Vous sous souvenez que Dieu se proposa d’anéantir les fils d’Israël et de faire
de Moïse une grande nation (Exode 32,10). Et Moïse refusa. Moïse ne cessa
jamais d’intercéder auprès de Dieu en faveur des fils d’Israël, et Dieu ne
cessa jamais d’exaucer les prières de Moïse. Et cela va si loin qu’on peut dire
que l’engagement de Moïse en faveur des fils d’Israël et l’engagement de Dieu
pour les fils d’Israël sont une seule et même réalité. Tel est celui qui prie,
tel est Dieu.
Or, tant celui qui prie que le Dieu qu’il prie nous sont connus par la
Bible, ou plutôt, par les traducteurs de la Bible, dont nous sommes, nous, des
lecteurs. Tel est celui qui traduit, tel est Dieu.
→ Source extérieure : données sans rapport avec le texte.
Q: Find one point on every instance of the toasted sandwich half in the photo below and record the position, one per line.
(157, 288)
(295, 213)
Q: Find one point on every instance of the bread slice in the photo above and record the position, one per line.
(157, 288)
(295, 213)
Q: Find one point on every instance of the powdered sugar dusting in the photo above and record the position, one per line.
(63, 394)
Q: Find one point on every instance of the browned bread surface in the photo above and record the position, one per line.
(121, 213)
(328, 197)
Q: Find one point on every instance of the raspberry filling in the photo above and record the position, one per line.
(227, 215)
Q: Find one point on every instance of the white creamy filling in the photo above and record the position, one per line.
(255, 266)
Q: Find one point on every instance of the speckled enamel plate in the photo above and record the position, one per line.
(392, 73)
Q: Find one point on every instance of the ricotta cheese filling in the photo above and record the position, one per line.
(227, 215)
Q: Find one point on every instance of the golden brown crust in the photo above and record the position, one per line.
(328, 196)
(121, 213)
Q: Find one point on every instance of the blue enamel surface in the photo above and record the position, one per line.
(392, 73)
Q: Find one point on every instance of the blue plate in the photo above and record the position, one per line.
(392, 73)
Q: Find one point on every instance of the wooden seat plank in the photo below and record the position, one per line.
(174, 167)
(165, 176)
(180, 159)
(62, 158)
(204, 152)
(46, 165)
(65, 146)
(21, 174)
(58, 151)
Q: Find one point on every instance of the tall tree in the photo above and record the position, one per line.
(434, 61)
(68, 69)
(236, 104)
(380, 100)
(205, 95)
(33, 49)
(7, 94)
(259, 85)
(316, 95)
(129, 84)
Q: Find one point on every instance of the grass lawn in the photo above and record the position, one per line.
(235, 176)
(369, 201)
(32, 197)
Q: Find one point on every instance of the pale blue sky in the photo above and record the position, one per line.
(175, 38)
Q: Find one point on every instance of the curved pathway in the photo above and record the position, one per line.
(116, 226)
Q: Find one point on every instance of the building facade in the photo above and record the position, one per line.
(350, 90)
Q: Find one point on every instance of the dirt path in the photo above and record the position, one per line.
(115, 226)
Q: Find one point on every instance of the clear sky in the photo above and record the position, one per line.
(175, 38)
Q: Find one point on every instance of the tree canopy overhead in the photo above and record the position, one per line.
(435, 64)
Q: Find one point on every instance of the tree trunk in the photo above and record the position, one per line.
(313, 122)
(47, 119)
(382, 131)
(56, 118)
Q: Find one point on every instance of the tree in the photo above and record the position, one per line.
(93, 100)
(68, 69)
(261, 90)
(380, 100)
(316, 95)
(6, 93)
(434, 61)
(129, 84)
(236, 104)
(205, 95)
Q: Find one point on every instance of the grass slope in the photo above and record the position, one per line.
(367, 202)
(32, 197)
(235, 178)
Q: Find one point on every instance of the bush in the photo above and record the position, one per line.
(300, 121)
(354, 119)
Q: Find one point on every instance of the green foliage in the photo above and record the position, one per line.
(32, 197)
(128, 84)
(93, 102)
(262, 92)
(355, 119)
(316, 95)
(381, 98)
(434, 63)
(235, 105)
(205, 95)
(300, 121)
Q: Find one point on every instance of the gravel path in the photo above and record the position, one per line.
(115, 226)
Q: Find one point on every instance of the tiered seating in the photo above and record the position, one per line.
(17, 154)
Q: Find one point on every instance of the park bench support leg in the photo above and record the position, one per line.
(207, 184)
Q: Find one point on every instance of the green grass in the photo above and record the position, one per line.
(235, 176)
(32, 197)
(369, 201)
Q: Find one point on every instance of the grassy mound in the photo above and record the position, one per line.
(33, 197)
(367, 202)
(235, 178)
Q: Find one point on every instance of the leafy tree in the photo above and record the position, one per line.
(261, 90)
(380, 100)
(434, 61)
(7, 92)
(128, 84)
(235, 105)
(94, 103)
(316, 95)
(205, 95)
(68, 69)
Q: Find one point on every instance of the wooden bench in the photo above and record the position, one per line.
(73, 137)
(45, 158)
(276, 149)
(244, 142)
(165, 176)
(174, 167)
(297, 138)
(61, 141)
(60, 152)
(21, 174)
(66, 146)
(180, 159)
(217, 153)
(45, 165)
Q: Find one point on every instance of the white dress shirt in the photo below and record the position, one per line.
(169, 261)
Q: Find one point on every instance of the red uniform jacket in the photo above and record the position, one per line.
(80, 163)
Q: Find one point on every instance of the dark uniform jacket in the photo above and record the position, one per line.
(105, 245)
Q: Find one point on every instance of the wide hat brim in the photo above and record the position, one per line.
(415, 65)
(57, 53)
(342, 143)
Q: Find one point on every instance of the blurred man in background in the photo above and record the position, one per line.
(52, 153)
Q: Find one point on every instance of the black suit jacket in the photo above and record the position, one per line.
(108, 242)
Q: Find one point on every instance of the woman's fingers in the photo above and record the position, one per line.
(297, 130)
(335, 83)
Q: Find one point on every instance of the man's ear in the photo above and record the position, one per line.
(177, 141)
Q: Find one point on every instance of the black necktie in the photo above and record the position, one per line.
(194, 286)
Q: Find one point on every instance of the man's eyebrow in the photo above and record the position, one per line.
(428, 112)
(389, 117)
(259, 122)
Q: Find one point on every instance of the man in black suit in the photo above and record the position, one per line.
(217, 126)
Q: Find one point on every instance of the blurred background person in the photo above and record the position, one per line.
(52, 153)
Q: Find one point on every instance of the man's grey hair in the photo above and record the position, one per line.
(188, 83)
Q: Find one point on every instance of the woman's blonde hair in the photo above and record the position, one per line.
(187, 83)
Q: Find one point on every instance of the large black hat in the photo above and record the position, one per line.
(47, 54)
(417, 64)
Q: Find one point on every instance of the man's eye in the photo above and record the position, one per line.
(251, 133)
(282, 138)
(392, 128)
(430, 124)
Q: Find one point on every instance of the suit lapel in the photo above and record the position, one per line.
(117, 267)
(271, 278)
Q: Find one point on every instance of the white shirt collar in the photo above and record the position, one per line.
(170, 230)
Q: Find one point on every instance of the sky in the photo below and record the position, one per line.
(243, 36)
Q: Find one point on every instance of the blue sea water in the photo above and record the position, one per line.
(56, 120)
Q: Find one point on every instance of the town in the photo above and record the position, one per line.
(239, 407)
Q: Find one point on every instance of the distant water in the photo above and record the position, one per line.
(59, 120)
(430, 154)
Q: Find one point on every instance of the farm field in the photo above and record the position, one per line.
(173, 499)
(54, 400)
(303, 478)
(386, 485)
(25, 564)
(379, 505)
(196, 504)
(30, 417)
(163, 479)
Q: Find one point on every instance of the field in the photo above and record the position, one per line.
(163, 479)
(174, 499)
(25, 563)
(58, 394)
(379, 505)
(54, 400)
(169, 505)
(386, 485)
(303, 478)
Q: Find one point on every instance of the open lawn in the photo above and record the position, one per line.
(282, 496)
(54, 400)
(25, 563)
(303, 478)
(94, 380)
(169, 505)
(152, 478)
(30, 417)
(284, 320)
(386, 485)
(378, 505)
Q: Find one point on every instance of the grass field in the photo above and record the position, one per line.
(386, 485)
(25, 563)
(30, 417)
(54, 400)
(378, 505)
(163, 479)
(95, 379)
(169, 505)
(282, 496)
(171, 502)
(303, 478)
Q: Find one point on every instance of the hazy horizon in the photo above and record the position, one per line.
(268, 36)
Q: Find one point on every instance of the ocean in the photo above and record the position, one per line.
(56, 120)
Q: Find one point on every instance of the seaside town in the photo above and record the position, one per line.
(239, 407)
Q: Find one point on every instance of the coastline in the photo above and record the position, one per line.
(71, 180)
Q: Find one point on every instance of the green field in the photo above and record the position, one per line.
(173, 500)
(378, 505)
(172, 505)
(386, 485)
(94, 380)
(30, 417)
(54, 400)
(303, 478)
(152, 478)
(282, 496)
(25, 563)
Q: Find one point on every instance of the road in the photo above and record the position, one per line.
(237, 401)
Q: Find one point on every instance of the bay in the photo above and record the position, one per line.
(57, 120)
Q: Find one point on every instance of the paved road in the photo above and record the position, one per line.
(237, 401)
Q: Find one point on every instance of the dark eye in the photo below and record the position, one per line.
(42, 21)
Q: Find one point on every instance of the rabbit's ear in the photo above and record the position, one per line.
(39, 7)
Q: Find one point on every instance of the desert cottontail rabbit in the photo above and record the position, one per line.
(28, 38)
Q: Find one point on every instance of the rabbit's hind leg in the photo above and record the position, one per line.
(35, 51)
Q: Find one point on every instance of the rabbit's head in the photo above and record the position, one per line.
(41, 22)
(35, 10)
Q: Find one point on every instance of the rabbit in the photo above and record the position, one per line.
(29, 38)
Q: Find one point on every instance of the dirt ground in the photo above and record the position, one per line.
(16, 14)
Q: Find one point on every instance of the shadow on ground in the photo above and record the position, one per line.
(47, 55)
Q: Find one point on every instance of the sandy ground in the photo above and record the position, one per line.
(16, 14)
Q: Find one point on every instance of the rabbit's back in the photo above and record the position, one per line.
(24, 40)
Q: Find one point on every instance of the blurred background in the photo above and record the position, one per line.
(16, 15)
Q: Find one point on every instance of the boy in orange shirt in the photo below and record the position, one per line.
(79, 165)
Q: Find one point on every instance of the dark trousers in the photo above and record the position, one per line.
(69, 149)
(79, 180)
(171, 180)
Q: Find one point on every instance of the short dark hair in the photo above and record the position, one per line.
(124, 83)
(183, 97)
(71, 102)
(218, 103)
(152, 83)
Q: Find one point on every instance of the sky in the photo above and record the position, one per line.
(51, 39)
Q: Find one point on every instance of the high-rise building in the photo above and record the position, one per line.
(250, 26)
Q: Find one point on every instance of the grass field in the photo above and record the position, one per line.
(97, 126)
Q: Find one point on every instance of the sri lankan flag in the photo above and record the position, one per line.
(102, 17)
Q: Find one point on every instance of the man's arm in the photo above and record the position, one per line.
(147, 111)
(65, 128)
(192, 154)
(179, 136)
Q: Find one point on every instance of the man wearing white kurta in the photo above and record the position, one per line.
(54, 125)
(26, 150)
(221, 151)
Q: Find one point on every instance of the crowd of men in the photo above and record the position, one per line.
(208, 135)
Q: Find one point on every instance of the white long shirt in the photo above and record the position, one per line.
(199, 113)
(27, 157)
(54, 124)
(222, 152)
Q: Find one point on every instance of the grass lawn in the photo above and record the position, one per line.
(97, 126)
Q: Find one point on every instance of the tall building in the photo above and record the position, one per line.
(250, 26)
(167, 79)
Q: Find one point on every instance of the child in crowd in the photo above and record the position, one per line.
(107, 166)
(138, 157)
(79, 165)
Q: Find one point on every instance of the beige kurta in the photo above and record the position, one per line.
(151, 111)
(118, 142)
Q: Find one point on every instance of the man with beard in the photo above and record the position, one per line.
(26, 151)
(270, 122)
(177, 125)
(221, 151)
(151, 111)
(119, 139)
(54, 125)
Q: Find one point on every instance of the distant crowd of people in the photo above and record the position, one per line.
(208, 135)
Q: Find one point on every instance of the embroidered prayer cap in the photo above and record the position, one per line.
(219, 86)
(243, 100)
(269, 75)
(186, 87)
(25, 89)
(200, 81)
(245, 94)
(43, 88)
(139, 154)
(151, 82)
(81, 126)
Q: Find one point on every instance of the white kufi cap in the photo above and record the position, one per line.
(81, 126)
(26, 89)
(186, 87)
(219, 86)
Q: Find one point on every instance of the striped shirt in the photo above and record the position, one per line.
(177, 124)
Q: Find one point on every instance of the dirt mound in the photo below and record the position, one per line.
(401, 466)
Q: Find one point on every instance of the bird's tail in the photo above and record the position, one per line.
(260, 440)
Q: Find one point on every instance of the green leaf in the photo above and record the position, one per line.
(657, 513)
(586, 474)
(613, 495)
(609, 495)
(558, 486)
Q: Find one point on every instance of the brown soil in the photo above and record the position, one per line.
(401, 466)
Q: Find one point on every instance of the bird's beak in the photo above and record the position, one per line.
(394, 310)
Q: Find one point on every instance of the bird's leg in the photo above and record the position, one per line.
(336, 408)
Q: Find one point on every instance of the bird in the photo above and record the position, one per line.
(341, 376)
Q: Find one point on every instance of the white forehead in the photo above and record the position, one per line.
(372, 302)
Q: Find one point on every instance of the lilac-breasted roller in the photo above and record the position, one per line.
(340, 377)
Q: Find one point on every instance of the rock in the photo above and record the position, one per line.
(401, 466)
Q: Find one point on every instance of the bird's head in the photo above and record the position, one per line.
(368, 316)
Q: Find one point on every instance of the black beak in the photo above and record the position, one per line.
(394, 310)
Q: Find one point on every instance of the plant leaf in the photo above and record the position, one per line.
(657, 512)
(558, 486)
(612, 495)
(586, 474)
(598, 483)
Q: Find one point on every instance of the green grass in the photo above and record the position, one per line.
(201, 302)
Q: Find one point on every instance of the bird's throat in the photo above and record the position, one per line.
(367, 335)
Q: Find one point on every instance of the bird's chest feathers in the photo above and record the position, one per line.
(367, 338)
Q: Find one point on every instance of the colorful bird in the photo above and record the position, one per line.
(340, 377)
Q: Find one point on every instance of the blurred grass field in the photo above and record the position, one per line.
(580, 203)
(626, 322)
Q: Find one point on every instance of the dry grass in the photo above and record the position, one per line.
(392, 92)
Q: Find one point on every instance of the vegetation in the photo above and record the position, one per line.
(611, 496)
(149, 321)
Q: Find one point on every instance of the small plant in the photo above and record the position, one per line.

Prenons un exemple, relisons Exode 34,6-7. « l'Éternel, Dieu
miséricordieux et compatissant, lent à la colère, riche en bonté et en
fidélité, 7 qui conserve son amour jusqu'à mille générations, qui
pardonne l'iniquité, la rébellion et le péché, mais qui ne tient point le
coupable pour innocent, et qui punit l'iniquité des pères sur les enfants et
sur les enfants des enfants jusqu'à la troisième et à la quatrième
génération! » Tel traducteur, tel Dieu, et, ici, Dieu punit. Alors, chers
amis, vos arrière-arrières grands-parents ont péché et Dieu vous punit, choix
d’un traducteur, et pas des moindres. Et voici le choix d’un autre
traducteur : « L’Éternel, l’Éternel, Dieu miséricordieux et bienveillant, lent à la
colère, plein d’amour de la vie et d’amour de la vérité, 7 qui aime la vie des milliers de générations,
qui porte la faute, la révolte et le
péché, sans rien laisser passer, et qui prête
attention à la faute des pères chez les fils et les petits-fils sur trois
et quatre générations. »
Dieu, pour l’un, est un Dieu qui punit, et dont
l’invocation peut alors justifier toutes sortes d’inégalités et toutes de
brutalités… Dieu, pour un autre, lisant le même verset, est un Dieu qui
accompagne, qui conteste les situations figées et qui aide les humains à se
relever.
Alors on se demande : mais Dieu, en vrai, il
est comment ? De la première à la dernière page, la Bible est écrite par
des humains qui s’interrogent et qui interrogent Dieu sur leur propre destin,
sur le destin de leur peuple et sur le destin de l’humanité. Chaque auteur
donne ses propres réponses. Chaque réponse va avec une image de Dieu. Chaque
réponse aussi suggère une manière de vivre et d’agir. Il a une extrême variété
de réponses… Et nous ne pouvons pas dire oui à tout. Il est même des réponses
bibliques auxquelles il faut savoir dire non. Lorsque nous aurons examiné
beaucoup de ces réponses bibliques et que nous aurons prononcé le non, et le
oui, nous ne saurons toujours pas ce que Dieu est en lui-même. Mais nous aurons
choisi la vie que nous voulons mener avec Lui et en son nom.
Et, voyez-vous, les deux questions que nous
posions, « Quels sont ces liens qui nous unissent ? » et
« Quel est ce Dieu que nous adorons ? » se rencontrent, comme se
rencontrent nos réflexions et nos engagements.